Улоф довольно засмеялся.
— И это пятый уровень? Сехримнир3, само собой.
Леннарт вписал слово и кивнул.
— Ну да... ясное дело.
— «Свинья в репризе»...— Улоф продолжал улыбаться.— Смешно. Молодцы.
— Им палец в рот не клади.
Найденное слово выстрелило сразу двумя пересечениями, и Леннарт взялся за сканворд с новым усердием.
Улоф посмеялся еще немного, повторил несколько раз «надо же... свинья в репризе... веселые ребята» и посмотрел в поцарапанное плексигласовое окно, обычно слегка искажающее перспективу. Но сейчас и искажать было нечего. Перспективы не было — трава и небо. Небо и трава.

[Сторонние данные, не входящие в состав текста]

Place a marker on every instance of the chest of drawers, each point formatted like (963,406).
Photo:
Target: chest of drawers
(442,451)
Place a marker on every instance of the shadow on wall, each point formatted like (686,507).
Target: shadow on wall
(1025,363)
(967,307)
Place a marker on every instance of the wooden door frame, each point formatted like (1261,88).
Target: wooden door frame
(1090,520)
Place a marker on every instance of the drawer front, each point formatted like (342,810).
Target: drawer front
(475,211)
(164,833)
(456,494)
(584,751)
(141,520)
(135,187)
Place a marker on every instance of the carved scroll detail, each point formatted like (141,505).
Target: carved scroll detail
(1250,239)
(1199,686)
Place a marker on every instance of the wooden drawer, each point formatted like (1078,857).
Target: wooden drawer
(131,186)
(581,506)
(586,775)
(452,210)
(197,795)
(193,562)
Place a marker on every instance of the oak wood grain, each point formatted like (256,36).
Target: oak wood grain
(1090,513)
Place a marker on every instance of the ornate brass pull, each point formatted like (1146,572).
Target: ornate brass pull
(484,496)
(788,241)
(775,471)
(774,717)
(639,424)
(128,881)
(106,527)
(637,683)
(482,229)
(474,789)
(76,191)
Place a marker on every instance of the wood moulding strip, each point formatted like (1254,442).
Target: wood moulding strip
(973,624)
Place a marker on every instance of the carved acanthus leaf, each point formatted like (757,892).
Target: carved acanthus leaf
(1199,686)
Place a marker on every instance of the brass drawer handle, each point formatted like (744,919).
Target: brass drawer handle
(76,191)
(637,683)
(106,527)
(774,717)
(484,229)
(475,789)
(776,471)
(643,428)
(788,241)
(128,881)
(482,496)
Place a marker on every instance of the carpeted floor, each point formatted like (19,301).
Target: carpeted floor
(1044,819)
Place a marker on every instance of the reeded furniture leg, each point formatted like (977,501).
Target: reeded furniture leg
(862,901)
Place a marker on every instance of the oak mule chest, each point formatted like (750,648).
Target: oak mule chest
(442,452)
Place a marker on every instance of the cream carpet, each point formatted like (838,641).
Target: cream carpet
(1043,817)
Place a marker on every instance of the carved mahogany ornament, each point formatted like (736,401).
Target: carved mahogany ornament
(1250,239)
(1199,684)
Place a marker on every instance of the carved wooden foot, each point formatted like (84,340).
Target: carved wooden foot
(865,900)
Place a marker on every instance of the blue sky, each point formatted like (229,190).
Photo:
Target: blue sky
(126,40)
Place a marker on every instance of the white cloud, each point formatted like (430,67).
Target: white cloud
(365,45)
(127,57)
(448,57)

Он подумал об остальных, которые волей-неволей видят ту же картину.
— Дальше-то, гляди, может и похуже быть.
— В каком смысле?
— Откуда мне знать? Думаю, мало кто видел такое. Могут быть неприятности.
— Это ты правильно сказал. Знать бы только — какие.
Улоф опять посмотрел в окно. Если бы не Леннарт... Вот так и выглядит одиночество, внезапно подумал он. Ты стоишь у окна, а кругом — пустота. Не за что глазом зацепиться.
— Большие, думаю. Неприятности, то есть. Если не сказать — очень большие.
Леннарт тоже посмотрел в окно и покачал головой:
— Ну да. Большие. К сожалению.
***
Стефан прикрутил вентиль к газовой плите и вскипятил воду. Слава богу, и холодильник работает на газе — пакет молока приятно холодит руку. Растворимый кофе, полдецилитра молока себе; чуть-чуть, только чтобы забелить, Карине. Поставил чашки и тяжело опустился на стул.